[Lingtyp] Differential inalienable marking

Hartmut Haberland hartmut at ruc.dk
Wed Oct 9 20:08:01 UTC 2019

Dear Laura
Maybe you know
Bronisław Malinowski 1923. “The psychology of sex and the foundations of kinship in primitive societies”. Psyche 4: 98-128 with some interesting remarks about inalienability in Kilivila (Trobriand Island), including one on page 104 on difference of (grammatical) alienability of menstrual vs. other blood.
See also Gunter Senft 1986. Kilivila. The language of the Trobriand islanders. Berlin: Mouton de Gruyter, chapters 4.2.2 and 4.3.2.
Also my 1984 paper (published before Senft’s book, hence without reference to it) available from https://www.academia.edu/698330/A_field_manual_for_readers_of_The_problem_of_meaning_in_primitive_languages_by_Bronislaw_Malinowski (section 4, esp. p. 34-35).
Best regards,
Hartmut Haberland
Professor emeritus

Roskilde University
Department of Communication and Arts
Universitetsvej 1
DK-4000 Roskilde
Telephone: +45 46742841

Fra: Lingtyp <lingtyp-bounces at listserv.linguistlist.org> På vegne af ARNOLD Laura
Sendt: 9. oktober 2019 20:34
Til: lingtyp at listserv.linguistlist.org
Emne: [Lingtyp] Differential inalienable marking

Dear colleagues,

I’m investigating a feature that I’m calling ‘differential inalienable marking’. Differential inalienable marking is found in some languages with a morphosyntactic alienability distinction in adnominal possessive constructions. In ‘inalienable’ constructions (i.e., those constructions that are more closely associated with expressing inalienable relationships between the possessor and possessee, such as body parts and kin terms), these languages make a further morphological or morphosyntactic distinction – for example, with two distinct paradigms marking the person and number of the possessor.

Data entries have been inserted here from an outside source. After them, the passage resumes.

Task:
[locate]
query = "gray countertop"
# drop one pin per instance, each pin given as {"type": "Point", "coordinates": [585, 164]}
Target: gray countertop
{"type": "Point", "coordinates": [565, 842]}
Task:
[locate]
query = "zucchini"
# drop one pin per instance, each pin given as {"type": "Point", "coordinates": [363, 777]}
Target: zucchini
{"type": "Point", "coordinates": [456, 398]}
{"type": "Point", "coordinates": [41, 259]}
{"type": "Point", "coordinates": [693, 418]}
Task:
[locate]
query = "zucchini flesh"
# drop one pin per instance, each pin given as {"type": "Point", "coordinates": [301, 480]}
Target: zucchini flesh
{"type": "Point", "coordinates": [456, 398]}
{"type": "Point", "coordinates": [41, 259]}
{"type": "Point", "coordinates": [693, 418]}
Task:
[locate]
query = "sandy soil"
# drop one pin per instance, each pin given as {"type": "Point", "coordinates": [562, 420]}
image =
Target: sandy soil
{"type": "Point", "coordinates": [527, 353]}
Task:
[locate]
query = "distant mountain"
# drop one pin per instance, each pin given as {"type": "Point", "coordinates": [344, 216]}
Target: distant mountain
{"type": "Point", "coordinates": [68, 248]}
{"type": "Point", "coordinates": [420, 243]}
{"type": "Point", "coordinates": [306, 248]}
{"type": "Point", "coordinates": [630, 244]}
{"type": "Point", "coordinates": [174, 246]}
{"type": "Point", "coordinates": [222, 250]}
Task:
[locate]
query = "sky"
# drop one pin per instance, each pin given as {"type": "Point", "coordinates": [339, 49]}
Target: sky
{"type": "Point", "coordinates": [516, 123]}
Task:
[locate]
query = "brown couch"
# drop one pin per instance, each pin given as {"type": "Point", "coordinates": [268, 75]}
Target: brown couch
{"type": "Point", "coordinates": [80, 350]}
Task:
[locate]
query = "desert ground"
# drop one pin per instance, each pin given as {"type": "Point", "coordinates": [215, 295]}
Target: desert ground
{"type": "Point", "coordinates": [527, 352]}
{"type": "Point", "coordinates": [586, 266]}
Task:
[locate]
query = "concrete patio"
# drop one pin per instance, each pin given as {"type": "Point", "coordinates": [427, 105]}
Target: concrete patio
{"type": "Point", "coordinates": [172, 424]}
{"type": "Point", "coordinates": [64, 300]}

This distinction may be semantically conditioned – for example, kin terms may be marked with one paradigm, body parts another. Below is an example from Ambai (Austronesian), in which a 3sg possessor is predictably marked on kin terms with the suffix -na, and on body parts with -n.

(1) Ambai (Silzer 1983: 88-9)
(a) ina-na
     ‘his/her mother’

(b) awe-n
      ‘his/her foot’

Alternatively, the distinction may be lexically specified. In Kula (Timor-Alor-Pantar), the possessor is marked on most body parts and kin terms with one paradigm; however, there is a subset of body parts which are unpredictably marked with a different paradigm. This is exemplified in (2): a 1st person exclusive possessor is marked on the body part nikwa ‘eye’ with the prefix ng-, but on the body part kárik ‘finger’ with nge-.

(2) Kula (Williams 2017: 226)
(a) ng-nikwa
      ‘my/our eye’

(b) nge-kárik
      ‘my/our finger’

Note that I am not counting either phonologically predictable allomorphy or free variation as differential inalienable marking.

This feature is attested in several languages spoken in east Indonesia. Has anyone come across differential inalienable marking elsewhere in the world? (As you can see from the examples, the distinction may be very subtle…)

With best wishes from Edinburgh,

Laura Arnold
British Academy Postdoctoral Fellow

Room 1.13, Dugald Stewart Building
School of Philosophy, Psychology & Language Sciences
University of Edinburgh
The University of Edinburgh is a charitable body, registered in Scotland, with registration number SC005336.